Борис Шапиро-Тулин родился 31 января 1947 года в Бобруйске.
Закончил Тульский политехнический институт.
В середине семидесятых – участник семинара молодых драматургов под руководством Михаила Шатрова.
Писатель, драматург. Член Союза писателей Москвы.
Лауреат Всероссийского театрального фестиваля (1982).
Победитель Всероссийского конкурса короткого рассказа, проводимого в рамках Бунинского фестиваля (2018). Автор 15 книг и двух стихотворных сборников.
В 2016 – 2017 году издательство Эксмо выпустило серию книг «БОБРУЙСК FOREVER» (проза Бориса Шапиро-Тулина). В серию вошли книги:
«История одной большой любви, или Бобруйск forever» (2016).
«Один счастливый случай, или Бобруйские жизнелюбы» (2016).
«Происшествие исключительной важности, или Из Бобруйска с приветом» (2017).
«Сад Сновидений». Сборник повестей (2018).
В 2019 году в издательстве «ТЕКСТ» вышла ещё одна книга, продолжающая «Бобруйскую серию» – «Жёлтые цветы для синей рыбы».
Жёлтые цветы для синей рыбы
(фрагменты из книги)
Солнце садилось. Оставалось закрыть глаза, вздохнуть последний раз – и всё…
И взошёл Моисей с равнин
Моавитских на гору Нево, на
вершину Фасги…
(Втор. 34 1-4)
И сказал Господь Моисею: вот, дни твои приблизились к смерти…
(Втор. 31 – 14)
Солнце садилось. Оставалось закрыть глаза, вздохнуть последний раз и всё. Моисей перейдёт черту, за которой возврата в этот мир уже не будет. Никогда.
Моисей медлил. Можно было, конечно, это сделать сразу, как только он остался один на вершине горы Нево. Можно было, но решимость в последний момент покинула его. Он стоял между небом и землёй, между жизнью и смертью, а ещё между самим собой, каким он был в эти мгновения, и тем, кем он станет, перейдя последнюю черту, то есть никем – бесконечной пустотой, в которой нет ни проблеска света, ни малейшего движения.
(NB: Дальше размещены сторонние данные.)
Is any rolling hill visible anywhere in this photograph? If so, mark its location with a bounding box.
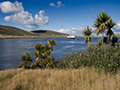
[0,25,67,38]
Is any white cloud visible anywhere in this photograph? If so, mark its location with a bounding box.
[4,10,49,30]
[49,1,65,8]
[0,1,50,30]
[89,7,95,11]
[0,1,23,13]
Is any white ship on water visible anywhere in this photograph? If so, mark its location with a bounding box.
[67,35,75,39]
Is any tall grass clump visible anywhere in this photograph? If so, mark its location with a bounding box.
[57,45,120,73]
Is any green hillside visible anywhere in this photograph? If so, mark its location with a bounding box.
[0,25,67,38]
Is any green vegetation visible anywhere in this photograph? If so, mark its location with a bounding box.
[0,67,120,90]
[83,26,93,43]
[0,25,67,38]
[0,11,120,90]
[18,39,56,69]
[94,11,116,45]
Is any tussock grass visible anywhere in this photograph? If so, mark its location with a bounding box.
[0,67,120,90]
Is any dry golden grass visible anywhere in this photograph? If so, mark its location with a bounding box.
[0,68,120,90]
[0,34,67,39]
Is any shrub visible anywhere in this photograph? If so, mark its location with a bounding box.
[57,45,120,73]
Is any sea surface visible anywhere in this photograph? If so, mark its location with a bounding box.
[0,38,117,70]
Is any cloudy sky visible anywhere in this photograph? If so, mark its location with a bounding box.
[0,0,120,35]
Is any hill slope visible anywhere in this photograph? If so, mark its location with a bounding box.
[0,25,67,38]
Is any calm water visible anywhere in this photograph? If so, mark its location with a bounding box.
[0,38,110,70]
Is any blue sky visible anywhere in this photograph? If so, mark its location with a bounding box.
[0,0,120,35]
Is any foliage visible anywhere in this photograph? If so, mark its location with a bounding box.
[111,36,118,46]
[18,39,57,69]
[83,26,93,43]
[18,52,32,69]
[94,10,110,45]
[94,39,102,48]
[57,45,120,73]
[32,39,56,68]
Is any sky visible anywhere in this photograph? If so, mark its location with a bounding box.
[0,0,120,35]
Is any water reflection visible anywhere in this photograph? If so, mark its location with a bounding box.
[0,38,101,70]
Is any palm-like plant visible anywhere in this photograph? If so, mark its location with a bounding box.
[48,39,56,50]
[83,26,92,43]
[107,18,116,43]
[34,42,44,61]
[21,52,32,68]
[94,10,110,45]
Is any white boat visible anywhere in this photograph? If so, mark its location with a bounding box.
[67,35,75,39]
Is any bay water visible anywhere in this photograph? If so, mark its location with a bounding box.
[0,38,106,70]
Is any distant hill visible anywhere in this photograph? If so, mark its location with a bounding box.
[0,25,67,38]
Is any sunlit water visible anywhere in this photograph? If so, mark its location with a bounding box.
[0,38,118,70]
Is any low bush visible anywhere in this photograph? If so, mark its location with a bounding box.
[57,45,120,73]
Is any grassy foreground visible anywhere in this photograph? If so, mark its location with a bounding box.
[0,68,120,90]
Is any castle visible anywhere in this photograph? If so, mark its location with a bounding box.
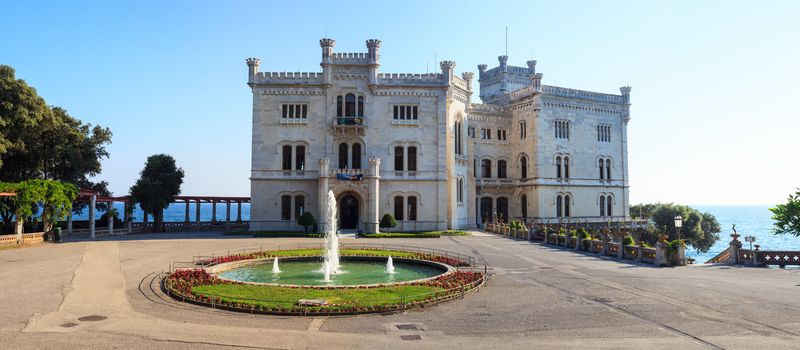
[247,39,631,232]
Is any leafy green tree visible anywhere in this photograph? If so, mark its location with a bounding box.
[379,213,397,228]
[769,188,800,237]
[297,211,317,233]
[631,203,721,252]
[130,154,183,232]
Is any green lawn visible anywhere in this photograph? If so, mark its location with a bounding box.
[192,284,444,308]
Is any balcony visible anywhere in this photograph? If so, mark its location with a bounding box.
[333,117,367,136]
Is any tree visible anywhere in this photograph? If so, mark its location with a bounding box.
[379,213,397,228]
[130,154,183,232]
[297,211,317,233]
[631,203,721,252]
[769,188,800,237]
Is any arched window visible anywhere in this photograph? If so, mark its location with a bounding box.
[481,159,492,179]
[339,142,347,169]
[519,194,528,220]
[294,146,306,170]
[556,157,561,179]
[350,143,361,169]
[344,94,356,117]
[281,145,292,170]
[600,195,606,216]
[497,160,506,179]
[597,159,605,180]
[481,197,493,222]
[497,197,508,222]
[556,194,564,218]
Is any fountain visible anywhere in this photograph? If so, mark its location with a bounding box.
[272,256,281,273]
[386,256,394,275]
[322,190,341,282]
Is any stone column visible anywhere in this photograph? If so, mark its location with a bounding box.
[364,158,381,233]
[317,158,330,231]
[89,193,97,239]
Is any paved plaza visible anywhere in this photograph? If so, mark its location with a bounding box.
[0,233,800,349]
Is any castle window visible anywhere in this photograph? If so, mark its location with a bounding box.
[294,146,306,170]
[339,142,348,169]
[555,120,569,139]
[294,196,306,220]
[497,160,506,179]
[281,196,292,220]
[394,146,405,171]
[350,143,361,169]
[281,145,292,170]
[406,197,417,221]
[394,196,403,220]
[481,159,492,179]
[344,94,356,117]
[408,146,417,171]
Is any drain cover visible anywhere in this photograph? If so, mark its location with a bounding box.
[78,315,107,322]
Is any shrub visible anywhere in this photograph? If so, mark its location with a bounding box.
[380,213,397,228]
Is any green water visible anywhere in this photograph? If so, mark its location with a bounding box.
[218,260,444,286]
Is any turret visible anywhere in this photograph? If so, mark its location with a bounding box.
[319,38,336,86]
[245,57,261,84]
[439,61,456,85]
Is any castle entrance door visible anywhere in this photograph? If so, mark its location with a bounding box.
[339,194,358,229]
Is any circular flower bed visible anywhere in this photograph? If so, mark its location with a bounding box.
[162,249,485,315]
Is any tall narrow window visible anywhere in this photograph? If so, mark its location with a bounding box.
[294,196,306,220]
[407,146,417,171]
[294,146,306,170]
[519,156,528,179]
[519,194,528,219]
[350,143,361,169]
[556,157,561,179]
[339,142,347,169]
[281,145,292,170]
[556,195,564,218]
[406,197,417,220]
[497,197,509,222]
[281,196,292,220]
[394,196,403,220]
[481,159,492,179]
[394,146,405,171]
[497,160,506,179]
[600,195,606,216]
[344,94,356,117]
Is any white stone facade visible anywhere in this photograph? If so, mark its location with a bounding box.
[247,39,630,232]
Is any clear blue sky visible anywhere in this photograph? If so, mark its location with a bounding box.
[0,1,800,204]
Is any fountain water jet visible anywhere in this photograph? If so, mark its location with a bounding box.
[322,190,340,282]
[272,257,281,273]
[386,256,394,275]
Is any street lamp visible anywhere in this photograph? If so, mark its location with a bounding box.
[675,215,683,239]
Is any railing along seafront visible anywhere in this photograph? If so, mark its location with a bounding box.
[161,243,488,316]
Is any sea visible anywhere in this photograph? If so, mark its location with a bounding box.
[67,203,800,263]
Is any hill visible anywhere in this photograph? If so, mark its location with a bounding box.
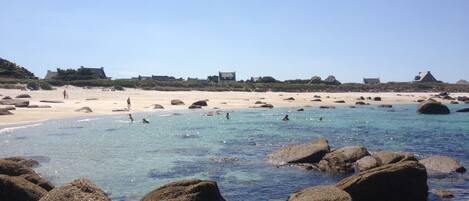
[0,58,37,79]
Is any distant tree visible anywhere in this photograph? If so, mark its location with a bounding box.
[0,58,37,79]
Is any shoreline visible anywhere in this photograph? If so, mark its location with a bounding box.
[0,86,469,127]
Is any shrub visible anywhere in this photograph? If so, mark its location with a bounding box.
[26,82,39,91]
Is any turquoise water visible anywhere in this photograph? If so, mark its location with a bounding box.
[0,105,469,200]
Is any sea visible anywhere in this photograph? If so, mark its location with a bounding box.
[0,104,469,201]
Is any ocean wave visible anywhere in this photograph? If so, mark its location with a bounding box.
[0,123,42,134]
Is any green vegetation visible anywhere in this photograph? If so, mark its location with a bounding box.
[0,58,37,79]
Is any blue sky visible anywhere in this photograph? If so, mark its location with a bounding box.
[0,0,469,82]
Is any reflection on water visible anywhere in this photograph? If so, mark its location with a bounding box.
[0,105,469,200]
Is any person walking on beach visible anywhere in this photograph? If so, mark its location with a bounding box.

Почему-то ему пришла в голову мысль о пуповине, которую перерезают, чтобы тот, кто только что родился, окончательно вошёл в этот мир. Оказалось, для того, чтобы теперь его покинуть, надо тоже перерезать своеобразную пуповину. Но если первая была окровавленным кусочком тёплой человеческой плоти, то эта, последняя, была незримой, но зато сотканной из множества нитей, связывающих стоящего у роковой черты с миром, который он теперь покидал. И эти нити тоже кровоточили, только кровь их была не видна, она просто переполняла душу невыразимой тоской.
Вот сейчас, сейчас он пересилит себя, закроет глаза, вздохнёт последний раз – и всё. Сейчас этот мир исчезнет, и вместе с ним растворится в бесконечной пустоте его память, его надежды, его мысли. Образы, которые переполняют его, поглотит беспросветная чернота. Слова его, наполненные гневом или любовью, слова, адресованные женщине, или ребёнку, или всем оставшимся внизу соплеменникам, никто уже не услышит. Их просто не будет этих слов.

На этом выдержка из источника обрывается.